Misalignment of text when Notepad++ edited files are opened in other editors (notepad, wordpad, google drive anyfile editor, etc.)



  • @Compu-chan

    Looks strange, indeed. I would open the file in a hex editor and check for unusual bytes.

    You mentioned that you share this file, is it possible to download it already?

    Cheers
    Claudia



  • Sure, here’s one of the 8086 assembly source files:

    https://www.dropbox.com/s/gaxnn56hteuz5n7/g_lib.asm?dl=0

    And here’s a screenshot of bad text alignment in the file. The comment block is shifted beyond 78 columns.
    It just looks bad, and makes it a little awkward to read in a DOS editor.

    https://www.dropbox.com/s/b1b120zj5w28la2/bad_formatting2.png?dl=0



  • @Compu-chan

    Looks like your mixing tabs and spaces.
    Activate the Show all characters

    Convert it by using Edit->Blank Operations->TabToSpace !??

    Cheers
    Claudia



  • Problem solved. Thanks!

    Solution:

    Settings->preferences->Language
    check “Replace by space” box

    Edit->Blank Operations->TAB to space

    Make some arbitrary change to the file (type a character then delete it), then re-save the file.

    Formatting/indentation should be fixed.



  • @Compu-chan said:

    So in your original post you provided misinformation:

    Tabs have been replaced by spaces



  • No, I checked the replace tab with spaces box before posting my question.
    Someone else on a different forum mentioned it as a possible solution to a similar but different problem.

    It only prevents future tabulation symbols from appearing in your file.
    It doesn’t get rid of the tabulations that are already present.

    You do that with:
    Edit->Blank Operations->TAB to space



  • @Compu-chan

    Perhaps the verbage “Replace by space” in the Preferences is poor–it makes it sound like by checking the box it will perform an action rather than simply changing a setting!



  • Also, i’m not sure if there’s already a way to do this, but being able to perfom operations on all open files at the same time would be nice.

    I had to do the TAB to spaces operation on about a dozen files one by one to fix them all.
    Not a big deal, but slightly inconvenient.

    Not sure if i’m supposed to mark this post as solved.
    Don’t really see the option to do so.



  • @Compu-chan

    There is no option to do that specific operation on a group of files, however, it could be done with a regular expression Replace in Files on a bunch of files at once.
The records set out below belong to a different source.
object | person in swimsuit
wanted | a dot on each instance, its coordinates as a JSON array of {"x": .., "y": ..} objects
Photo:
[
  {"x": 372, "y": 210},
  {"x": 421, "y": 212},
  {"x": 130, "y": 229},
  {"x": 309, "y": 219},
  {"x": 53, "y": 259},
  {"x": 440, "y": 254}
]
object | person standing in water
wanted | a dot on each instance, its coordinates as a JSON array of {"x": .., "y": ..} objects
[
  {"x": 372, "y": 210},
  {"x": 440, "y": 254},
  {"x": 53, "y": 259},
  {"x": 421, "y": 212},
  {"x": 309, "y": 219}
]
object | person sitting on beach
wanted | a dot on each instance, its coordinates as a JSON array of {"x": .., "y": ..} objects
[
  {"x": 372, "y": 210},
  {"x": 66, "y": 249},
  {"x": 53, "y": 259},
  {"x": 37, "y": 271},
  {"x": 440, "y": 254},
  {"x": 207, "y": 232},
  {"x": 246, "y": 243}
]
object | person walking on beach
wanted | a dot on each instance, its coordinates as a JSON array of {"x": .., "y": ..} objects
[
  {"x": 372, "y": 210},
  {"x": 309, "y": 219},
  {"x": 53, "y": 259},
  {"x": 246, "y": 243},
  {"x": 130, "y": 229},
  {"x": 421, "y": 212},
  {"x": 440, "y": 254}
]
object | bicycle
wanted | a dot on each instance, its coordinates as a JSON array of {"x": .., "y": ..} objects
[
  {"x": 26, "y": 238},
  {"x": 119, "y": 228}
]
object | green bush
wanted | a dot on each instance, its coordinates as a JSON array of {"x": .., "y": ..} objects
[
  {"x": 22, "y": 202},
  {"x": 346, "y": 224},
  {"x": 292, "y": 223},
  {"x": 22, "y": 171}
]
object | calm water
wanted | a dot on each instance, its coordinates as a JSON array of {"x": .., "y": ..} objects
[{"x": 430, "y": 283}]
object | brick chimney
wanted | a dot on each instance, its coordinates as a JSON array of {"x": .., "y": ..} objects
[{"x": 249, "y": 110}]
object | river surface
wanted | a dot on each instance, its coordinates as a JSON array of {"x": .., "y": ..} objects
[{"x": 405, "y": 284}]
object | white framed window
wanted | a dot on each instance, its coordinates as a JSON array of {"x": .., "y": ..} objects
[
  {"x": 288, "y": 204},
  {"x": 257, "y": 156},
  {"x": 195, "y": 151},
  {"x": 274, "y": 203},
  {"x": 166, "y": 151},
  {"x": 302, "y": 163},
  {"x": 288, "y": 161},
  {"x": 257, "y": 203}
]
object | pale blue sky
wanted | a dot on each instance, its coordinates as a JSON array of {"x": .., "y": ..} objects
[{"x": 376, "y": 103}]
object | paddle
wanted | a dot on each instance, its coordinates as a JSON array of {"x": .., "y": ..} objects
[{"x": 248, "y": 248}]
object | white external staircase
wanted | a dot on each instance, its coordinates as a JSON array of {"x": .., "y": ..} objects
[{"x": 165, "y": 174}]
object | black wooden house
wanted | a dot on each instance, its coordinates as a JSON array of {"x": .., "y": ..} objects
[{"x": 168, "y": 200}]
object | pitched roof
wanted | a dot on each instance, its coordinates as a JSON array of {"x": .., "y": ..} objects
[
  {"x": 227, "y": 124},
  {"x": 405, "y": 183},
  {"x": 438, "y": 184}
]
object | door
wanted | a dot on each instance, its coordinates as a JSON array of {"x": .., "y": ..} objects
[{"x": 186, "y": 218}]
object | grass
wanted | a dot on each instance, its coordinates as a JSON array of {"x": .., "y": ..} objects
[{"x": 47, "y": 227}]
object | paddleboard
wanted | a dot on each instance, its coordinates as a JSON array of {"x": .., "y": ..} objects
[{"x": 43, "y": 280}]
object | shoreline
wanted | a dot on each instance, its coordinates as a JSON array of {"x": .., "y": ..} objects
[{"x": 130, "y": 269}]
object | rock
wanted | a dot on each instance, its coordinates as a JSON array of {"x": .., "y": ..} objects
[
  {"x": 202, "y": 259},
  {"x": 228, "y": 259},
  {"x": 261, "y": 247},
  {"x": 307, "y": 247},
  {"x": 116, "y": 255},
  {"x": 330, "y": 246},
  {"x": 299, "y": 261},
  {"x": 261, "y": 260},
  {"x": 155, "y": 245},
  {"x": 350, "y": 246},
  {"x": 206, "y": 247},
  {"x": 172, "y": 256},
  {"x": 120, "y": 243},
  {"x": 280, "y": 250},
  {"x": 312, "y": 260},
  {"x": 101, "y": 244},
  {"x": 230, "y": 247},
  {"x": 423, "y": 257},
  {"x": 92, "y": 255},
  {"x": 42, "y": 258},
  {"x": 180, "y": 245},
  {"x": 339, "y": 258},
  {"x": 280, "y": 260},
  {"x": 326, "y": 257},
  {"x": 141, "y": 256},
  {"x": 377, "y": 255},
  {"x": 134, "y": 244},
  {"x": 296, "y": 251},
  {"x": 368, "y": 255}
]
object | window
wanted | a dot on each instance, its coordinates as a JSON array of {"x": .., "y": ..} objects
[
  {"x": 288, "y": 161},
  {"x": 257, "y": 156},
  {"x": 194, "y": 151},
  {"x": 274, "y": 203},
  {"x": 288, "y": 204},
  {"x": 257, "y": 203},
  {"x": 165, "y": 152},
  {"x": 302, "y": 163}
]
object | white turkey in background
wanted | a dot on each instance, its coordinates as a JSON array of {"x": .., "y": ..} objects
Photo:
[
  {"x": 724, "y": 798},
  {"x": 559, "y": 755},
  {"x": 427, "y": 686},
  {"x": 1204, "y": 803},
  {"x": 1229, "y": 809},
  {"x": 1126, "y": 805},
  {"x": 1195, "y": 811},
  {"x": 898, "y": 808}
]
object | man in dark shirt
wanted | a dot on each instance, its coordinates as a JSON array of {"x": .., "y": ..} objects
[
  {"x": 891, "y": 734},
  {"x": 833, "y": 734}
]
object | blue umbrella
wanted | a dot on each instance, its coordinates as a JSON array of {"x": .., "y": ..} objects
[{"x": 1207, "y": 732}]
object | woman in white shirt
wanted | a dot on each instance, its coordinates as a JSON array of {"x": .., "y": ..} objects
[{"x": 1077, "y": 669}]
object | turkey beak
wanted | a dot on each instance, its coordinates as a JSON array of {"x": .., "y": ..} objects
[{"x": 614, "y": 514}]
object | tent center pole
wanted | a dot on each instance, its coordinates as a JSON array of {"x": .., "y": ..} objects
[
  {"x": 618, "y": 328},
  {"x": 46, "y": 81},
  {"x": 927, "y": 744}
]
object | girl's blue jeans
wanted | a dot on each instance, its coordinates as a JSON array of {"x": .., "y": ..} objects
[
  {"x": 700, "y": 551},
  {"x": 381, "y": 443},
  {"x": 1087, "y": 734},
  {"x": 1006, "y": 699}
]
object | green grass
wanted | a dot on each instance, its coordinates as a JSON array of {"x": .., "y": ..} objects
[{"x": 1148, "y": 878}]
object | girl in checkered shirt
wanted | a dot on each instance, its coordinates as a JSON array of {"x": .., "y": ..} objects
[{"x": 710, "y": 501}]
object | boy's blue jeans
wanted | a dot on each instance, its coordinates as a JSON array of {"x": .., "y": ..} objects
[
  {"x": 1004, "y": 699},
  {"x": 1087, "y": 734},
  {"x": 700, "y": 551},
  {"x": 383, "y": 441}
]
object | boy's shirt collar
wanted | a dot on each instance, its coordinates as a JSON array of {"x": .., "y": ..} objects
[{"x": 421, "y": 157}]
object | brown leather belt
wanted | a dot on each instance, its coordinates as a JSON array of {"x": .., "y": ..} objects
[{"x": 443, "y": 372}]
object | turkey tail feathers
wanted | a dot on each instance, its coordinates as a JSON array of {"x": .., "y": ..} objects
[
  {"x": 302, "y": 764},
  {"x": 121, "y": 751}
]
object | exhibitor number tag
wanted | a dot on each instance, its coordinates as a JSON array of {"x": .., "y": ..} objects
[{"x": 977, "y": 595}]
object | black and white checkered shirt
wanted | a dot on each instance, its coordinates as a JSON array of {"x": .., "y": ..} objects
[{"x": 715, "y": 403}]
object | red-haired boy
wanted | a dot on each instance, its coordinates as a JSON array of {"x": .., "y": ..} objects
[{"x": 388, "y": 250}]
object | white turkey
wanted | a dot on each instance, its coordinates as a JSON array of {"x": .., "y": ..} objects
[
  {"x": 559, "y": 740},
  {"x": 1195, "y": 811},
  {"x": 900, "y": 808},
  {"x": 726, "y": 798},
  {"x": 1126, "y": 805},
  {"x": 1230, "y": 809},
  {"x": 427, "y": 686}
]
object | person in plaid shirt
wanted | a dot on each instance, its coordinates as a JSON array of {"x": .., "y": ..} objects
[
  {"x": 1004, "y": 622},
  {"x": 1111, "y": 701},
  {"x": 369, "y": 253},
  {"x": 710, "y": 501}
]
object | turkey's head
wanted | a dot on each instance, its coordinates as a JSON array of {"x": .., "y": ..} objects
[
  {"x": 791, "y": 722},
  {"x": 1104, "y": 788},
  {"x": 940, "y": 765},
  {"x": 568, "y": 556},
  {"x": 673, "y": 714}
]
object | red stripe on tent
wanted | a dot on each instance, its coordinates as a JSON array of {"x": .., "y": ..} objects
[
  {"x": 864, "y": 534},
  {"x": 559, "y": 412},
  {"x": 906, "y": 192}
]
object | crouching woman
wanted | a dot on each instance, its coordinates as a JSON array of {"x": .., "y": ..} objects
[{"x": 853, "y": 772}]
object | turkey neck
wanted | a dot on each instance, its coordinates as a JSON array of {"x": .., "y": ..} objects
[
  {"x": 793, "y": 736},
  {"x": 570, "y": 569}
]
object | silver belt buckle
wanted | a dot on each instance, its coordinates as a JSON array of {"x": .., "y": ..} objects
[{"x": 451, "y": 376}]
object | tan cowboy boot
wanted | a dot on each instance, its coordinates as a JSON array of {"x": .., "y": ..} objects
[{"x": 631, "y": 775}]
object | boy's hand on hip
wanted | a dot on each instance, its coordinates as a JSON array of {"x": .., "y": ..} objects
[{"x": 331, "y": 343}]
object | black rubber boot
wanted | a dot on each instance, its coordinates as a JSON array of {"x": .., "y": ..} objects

Replace \t with how many ever spaces you want a tab character to be.

    If you had changed the mode of this thread to “Ask as a Question” then you could later go in and “Mark as Solved”. You can still do it I think…



  • Hi @compu-chan, @scott-sumner and All,

    Scott said :

    There is no option to do that specific operation on a group of files, however, it could be done with a regular expression Replace in Files on a bunch of files at once. Replace \t with how many ever spaces you want a tab character to be.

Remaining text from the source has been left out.